13 Accord WRT Energy, [1997 Tr. Binder] Fed. Sec. L. Rep. (CCH) ¶ 99,560, at 97,794 (rejecting allegation that "[d]efendants would be motivated [to commit fraud] by their ownership of WRT stock"); Salinger v. Projectavision, Inc., 972 F. Supp. 222, 233 (S.D.N.Y. 1997) ("allegations regarding stock ownership are deficient because the Second Amended Complaint fails to provide any specifics of such sales of shares that would give rise to the necessary strong inference of fraud"); Geiger v. Solomon-Page Group, Ltd., 933 F. Supp. 1180, 1190 (S.D.N.Y. 1996) ("Nor does a conclusory allegation of a defendant's stock ownership provide a sufficient motive without allegations of the specific circumstances of the sales of such shares giving rise to a strong inference of an intent to deceive the investing public").

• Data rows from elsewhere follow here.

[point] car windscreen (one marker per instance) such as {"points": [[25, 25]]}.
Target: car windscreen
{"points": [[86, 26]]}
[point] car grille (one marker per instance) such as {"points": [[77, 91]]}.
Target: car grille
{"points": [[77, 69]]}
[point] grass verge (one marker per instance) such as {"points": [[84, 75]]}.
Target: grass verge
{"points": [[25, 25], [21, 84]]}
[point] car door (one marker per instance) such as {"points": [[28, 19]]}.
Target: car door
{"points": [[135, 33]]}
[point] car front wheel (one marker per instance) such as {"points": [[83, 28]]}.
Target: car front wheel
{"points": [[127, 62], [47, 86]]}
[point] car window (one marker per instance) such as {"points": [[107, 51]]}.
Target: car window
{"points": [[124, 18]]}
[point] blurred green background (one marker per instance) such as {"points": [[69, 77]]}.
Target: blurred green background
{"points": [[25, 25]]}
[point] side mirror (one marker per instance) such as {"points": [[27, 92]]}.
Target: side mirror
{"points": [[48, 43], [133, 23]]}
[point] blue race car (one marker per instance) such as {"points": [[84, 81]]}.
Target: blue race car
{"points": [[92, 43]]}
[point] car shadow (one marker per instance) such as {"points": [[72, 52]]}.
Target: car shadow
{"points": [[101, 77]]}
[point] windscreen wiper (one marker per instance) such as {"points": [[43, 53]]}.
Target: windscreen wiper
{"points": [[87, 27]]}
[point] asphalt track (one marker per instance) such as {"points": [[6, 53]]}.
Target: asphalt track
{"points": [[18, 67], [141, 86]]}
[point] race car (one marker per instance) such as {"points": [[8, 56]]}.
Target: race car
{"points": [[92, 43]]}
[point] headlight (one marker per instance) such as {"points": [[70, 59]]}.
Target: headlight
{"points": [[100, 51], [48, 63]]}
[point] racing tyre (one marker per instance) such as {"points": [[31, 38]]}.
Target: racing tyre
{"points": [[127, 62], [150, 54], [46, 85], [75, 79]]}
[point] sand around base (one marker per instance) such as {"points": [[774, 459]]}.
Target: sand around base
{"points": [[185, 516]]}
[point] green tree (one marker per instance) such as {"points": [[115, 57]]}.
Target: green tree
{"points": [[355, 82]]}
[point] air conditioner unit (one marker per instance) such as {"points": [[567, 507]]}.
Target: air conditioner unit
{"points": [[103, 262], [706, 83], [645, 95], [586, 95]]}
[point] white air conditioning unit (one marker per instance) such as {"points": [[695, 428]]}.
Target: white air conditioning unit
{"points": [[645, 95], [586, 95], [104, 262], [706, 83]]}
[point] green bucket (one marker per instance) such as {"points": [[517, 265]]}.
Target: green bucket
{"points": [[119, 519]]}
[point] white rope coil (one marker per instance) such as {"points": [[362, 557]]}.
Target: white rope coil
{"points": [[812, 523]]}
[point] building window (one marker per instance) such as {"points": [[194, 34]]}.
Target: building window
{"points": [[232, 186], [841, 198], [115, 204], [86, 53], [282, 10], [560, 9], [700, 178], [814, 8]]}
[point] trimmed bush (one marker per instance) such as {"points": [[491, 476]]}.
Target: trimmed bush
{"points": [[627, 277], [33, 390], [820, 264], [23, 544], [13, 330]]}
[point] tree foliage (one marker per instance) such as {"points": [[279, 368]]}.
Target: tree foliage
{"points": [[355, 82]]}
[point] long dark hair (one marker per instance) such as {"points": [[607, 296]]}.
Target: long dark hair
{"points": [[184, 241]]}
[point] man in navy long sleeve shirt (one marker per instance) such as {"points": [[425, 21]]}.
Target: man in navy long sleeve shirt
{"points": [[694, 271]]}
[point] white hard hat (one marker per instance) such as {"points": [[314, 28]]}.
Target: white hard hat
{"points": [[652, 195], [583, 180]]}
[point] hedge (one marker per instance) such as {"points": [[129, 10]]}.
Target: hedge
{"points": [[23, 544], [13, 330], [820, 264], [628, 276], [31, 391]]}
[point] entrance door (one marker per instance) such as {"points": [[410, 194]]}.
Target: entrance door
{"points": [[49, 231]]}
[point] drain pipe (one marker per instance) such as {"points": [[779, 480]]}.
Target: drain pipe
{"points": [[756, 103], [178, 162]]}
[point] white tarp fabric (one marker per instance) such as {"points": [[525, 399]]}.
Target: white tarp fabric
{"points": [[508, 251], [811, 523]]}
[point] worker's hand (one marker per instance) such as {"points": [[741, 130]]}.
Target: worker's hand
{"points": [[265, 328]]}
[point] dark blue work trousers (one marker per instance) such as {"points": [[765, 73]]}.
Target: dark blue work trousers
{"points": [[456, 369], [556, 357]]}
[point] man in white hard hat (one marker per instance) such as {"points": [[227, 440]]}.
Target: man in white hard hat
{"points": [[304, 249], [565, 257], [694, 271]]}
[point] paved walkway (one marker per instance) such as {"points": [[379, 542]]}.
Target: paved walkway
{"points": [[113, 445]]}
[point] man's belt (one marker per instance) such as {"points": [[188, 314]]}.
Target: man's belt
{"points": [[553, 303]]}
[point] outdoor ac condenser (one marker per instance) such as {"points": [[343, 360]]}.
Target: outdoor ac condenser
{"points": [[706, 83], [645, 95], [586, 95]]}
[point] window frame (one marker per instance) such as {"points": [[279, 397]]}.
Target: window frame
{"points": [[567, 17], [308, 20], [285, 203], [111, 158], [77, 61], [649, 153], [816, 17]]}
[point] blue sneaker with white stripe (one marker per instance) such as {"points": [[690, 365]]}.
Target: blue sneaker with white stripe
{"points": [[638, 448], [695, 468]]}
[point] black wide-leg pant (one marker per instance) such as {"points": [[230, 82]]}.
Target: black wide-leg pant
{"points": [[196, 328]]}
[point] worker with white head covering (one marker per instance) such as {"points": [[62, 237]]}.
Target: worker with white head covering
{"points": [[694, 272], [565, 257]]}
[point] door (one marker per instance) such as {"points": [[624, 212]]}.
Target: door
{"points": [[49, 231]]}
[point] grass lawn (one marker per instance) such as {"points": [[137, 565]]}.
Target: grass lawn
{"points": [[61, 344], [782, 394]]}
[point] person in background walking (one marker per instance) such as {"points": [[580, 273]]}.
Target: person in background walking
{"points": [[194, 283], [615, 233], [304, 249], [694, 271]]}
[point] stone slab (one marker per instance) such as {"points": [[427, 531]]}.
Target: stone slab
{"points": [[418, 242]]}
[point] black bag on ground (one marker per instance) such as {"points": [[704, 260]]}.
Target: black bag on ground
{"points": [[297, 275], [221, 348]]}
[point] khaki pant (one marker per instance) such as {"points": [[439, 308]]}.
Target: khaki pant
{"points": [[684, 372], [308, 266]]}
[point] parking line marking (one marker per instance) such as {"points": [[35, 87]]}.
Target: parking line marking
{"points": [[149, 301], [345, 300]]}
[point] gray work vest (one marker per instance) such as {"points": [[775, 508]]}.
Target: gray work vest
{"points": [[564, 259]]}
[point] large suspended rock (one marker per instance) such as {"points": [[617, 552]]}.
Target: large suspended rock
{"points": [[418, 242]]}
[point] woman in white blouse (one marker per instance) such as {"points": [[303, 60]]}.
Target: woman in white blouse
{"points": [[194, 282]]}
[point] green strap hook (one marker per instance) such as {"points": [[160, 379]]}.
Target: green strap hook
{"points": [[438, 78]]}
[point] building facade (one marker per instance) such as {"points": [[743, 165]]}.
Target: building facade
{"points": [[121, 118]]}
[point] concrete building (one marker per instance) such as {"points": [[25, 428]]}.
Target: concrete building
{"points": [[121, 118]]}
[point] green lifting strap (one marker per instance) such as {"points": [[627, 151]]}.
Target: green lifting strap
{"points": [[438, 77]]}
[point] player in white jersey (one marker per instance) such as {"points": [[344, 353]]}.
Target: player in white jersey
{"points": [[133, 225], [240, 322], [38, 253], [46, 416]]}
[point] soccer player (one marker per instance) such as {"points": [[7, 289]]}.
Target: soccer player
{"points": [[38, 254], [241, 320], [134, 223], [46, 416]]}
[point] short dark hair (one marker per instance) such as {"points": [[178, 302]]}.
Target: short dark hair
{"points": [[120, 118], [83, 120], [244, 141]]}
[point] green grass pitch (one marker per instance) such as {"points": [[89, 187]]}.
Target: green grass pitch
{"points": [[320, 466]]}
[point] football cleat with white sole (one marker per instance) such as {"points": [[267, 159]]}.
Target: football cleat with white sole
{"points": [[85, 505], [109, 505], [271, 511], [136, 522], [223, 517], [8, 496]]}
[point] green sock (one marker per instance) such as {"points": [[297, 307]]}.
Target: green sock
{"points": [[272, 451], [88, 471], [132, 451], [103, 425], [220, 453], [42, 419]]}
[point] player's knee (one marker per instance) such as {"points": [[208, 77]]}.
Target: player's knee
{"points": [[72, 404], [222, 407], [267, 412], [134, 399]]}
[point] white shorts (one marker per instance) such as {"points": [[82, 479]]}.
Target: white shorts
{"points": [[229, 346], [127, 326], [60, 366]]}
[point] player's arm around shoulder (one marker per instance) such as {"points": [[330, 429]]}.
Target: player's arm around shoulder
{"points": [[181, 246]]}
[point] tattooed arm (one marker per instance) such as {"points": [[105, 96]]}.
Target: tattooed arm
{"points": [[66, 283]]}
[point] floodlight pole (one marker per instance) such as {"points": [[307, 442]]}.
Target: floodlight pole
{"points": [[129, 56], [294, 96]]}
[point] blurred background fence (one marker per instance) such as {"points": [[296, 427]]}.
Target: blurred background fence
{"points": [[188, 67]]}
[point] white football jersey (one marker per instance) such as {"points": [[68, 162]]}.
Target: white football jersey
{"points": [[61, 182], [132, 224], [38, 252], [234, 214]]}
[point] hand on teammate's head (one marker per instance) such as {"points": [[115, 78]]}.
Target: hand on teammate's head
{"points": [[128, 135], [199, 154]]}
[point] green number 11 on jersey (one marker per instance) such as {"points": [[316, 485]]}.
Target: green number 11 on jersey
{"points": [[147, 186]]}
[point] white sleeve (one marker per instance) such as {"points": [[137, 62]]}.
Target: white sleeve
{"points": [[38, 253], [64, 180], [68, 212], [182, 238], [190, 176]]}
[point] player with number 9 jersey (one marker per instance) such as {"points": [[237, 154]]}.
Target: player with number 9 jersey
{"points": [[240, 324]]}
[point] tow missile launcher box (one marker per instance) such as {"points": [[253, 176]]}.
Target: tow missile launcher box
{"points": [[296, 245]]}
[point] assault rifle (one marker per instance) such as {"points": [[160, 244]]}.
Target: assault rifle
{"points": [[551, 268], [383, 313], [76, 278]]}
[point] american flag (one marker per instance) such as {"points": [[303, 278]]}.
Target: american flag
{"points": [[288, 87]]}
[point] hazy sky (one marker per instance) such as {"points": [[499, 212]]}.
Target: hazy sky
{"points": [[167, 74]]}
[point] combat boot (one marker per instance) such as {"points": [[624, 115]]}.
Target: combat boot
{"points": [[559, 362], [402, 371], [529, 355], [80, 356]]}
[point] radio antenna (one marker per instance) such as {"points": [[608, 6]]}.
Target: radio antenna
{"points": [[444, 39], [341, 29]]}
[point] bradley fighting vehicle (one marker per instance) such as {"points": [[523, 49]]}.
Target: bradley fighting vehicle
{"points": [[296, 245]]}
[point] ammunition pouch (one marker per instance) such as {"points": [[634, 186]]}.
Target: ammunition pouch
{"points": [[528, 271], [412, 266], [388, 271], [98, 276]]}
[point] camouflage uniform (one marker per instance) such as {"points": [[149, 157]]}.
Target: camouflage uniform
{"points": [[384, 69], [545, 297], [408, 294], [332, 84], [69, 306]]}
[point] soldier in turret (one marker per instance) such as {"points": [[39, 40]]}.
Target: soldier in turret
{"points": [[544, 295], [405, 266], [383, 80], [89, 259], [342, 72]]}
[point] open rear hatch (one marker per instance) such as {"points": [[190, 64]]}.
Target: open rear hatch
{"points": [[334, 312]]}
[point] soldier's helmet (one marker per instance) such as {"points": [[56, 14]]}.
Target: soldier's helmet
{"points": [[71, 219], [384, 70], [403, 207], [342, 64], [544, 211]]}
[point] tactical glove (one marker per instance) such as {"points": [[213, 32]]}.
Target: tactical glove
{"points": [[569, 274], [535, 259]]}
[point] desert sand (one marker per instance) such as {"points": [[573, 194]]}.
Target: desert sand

14 See also WRT Energy, [1997 Tr. Binder] Fed. Sec. L. Rep. (CCH) at ¶ 99,560, at 97,794 (rejecting claim that defendants were motivated "by the prospect of receiving enhanced compensation and benefits"); Salinger, 972 F. Supp. at 234 ("a generalized interest in executive compensation tied to stock price performance is not a sufficient motive for fraud"); Geiger, 933 F. Supp. at 1190 ("officers and directors typically have part of their compensation linked to the price of the company's shares and will naturally have an interest in a high stock price based on this link. Such an unparticularized interest in executive compensation tied to stock price performance is not a sufficient motive for fraud"); Tuchman v. DSC Communications Corp., 14 F.3d 1061, 1068 (5th Cir. 1994) (rejecting allegation that defendants inflated company's stock price A[to] preserv[e] defendants' positions, perquisites and emoluments of office, secur[e], maintain[] and/or increas[e] compensation for themselves, and/or inflat[e] the value of their shares and options"; Melder v. Morris, 27 F.3d 1097, 1102 (5th Cir. 1994) ("Accepting the plaintiffs' allegation of motive--basically that the defendant officers and directors were motivated by incentive compensation--would effectively eliminate the state of mind requirement. . . .").